The trial is sponsored by Keele University. The day to day operation of the trial will be overseen by the Trial Management Group (TMG) and all trial procedures will adhere to Keele CTU standard operating procedures. The trial is monitored by an independent TSC with expertise in LBP, sciatica and clinical trials. An independent DMC is tasked with monitoring patient safety and trial data integrity. During the trial period through to 12-month follow-up, no interim analyses are planned, unless judged necessary by the DMC. The TSC, DMC, TMG and clinicians involved will remain unaware of the trial results until all data are cleaned, checked and analysed after the 12-month data are collected.

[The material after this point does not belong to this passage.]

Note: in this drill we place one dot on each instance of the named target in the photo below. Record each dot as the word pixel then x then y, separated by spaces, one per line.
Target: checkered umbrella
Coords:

Data confidentiality and archiving

All trial-related information will be stored securely at Keele CTU, Keele University. Data will be anonymised using coded identification numbers and the data and the linking code will be stored in separate locations, under password protection. Access to the data will be to the small number of individuals necessary for quality control, audit and analysis. We will publish and communicate the trial results regardless of the outcome of the trial. Data from the SCOPiC trial will be archived and made available for future, secondary analysis and data pooling purposes, by the SCOPiC team or other research teams.

Ethics

The trial received ethical approval by the National Research Ethics Service (NRES) Committee West Midlands - Solihull (17/03/15): Project Reference Number: 15/WM/0078. Site-specific approvals have been received from the appropriate local R&D offices. The trial is being conducted in accordance with the ethical principles in the Declaration of Helsinki and good practice guidelines on the proper conduct of research.

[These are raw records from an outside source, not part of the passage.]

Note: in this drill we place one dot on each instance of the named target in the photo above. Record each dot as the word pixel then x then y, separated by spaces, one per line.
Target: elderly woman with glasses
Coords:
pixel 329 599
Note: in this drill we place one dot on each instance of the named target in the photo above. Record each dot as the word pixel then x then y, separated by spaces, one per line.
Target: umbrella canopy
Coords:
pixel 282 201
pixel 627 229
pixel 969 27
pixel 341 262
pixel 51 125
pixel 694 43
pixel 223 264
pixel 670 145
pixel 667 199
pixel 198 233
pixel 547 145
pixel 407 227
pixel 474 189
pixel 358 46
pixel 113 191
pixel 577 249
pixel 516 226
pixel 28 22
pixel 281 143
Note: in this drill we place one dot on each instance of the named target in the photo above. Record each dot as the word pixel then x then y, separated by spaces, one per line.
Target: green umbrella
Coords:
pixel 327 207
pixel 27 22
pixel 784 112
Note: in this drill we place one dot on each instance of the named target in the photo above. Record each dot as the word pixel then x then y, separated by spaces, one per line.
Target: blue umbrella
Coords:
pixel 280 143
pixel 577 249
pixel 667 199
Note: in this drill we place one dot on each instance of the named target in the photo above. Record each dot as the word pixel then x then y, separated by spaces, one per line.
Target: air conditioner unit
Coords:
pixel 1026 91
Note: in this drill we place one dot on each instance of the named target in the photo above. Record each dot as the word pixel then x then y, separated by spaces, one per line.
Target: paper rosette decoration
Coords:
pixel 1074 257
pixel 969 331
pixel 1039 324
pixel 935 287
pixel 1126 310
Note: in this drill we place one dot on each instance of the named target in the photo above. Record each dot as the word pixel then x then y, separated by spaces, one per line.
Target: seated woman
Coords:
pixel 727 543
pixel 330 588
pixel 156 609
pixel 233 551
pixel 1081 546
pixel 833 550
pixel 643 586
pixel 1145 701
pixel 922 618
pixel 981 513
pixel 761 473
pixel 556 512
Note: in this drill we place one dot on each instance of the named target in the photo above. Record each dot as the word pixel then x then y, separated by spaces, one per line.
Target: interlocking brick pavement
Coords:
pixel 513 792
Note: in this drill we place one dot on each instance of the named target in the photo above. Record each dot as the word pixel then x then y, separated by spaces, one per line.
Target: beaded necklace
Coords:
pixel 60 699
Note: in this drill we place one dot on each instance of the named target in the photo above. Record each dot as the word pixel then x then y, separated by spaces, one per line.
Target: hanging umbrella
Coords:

Patient and Public Involvement

We previously interviewed patients with sciatica and they highlighted its impact, the need for clearer information on treatment and prognosis and patients’ willingness to balance their desire for pain relief with adverse effects [46]. Whilst planning the SCOPiC trial we held a workshop with three patient representatives (who currently had sciatica or had suffered with it in the past) from a research user group. This highlighted the importance of early assessment and diagnosis and the need to get patients to treatments that match their problem more quickly. They all felt that early pain relief is the key outcome, given the severity of the pain and that regular, brief, text messages or phone calls that collect data about symptoms, were acceptable. Two patient representatives are members of the TSC for the SCOPiC trial. Members of a wider research user group advised on the study documents, the language of the text messaging and the interpretation of data from the qualitative interviews with patients.

Discussion

This paper presents the rationale for, and the design and processes of the SCOPiC trial. The trial is investigating the clinical and cost-effectiveness of stratified care (subgrouping patients and matching them to one of three care pathways) for patients consulting in primary care with symptoms of sciatica. The novelty of this trial is threefold. First is the use of information about a patient’s risk of persistent physical disability due to the pain, and findings from the clinical examination, in order to allocate patients to one of three subgroups. Second is the matched care pathways. Subgroups 1 and 2 are expected to do well with conservative treatment in the form of physiotherapy, with patients in subgroup 1 receiving up to two brief physiotherapy sessions, and patients in subgroup 2 receiving a course of up to six physiotherapy sessions. Patients in subgroup 3 are those more likely to need a referral to specialist services and are ‘fast-tracked’ to imaging tests and specialist spinal services for an opinion on management. The third novel feature is the choice of primary outcome, time to symptom resolution assessed regularly using text messages.

The results of the SCOPiC trial will inform patients, clinicians, service commissioners, and future clinical guidelines, as to the clinical and cost-effectiveness of stratified care for sciatica. We anticipate participant recruitment will be completed in 2017, and 12-month follow-up data collection will be completed in 2018.

Trial status

Recruitment is ongoing. Results are expected in 2018.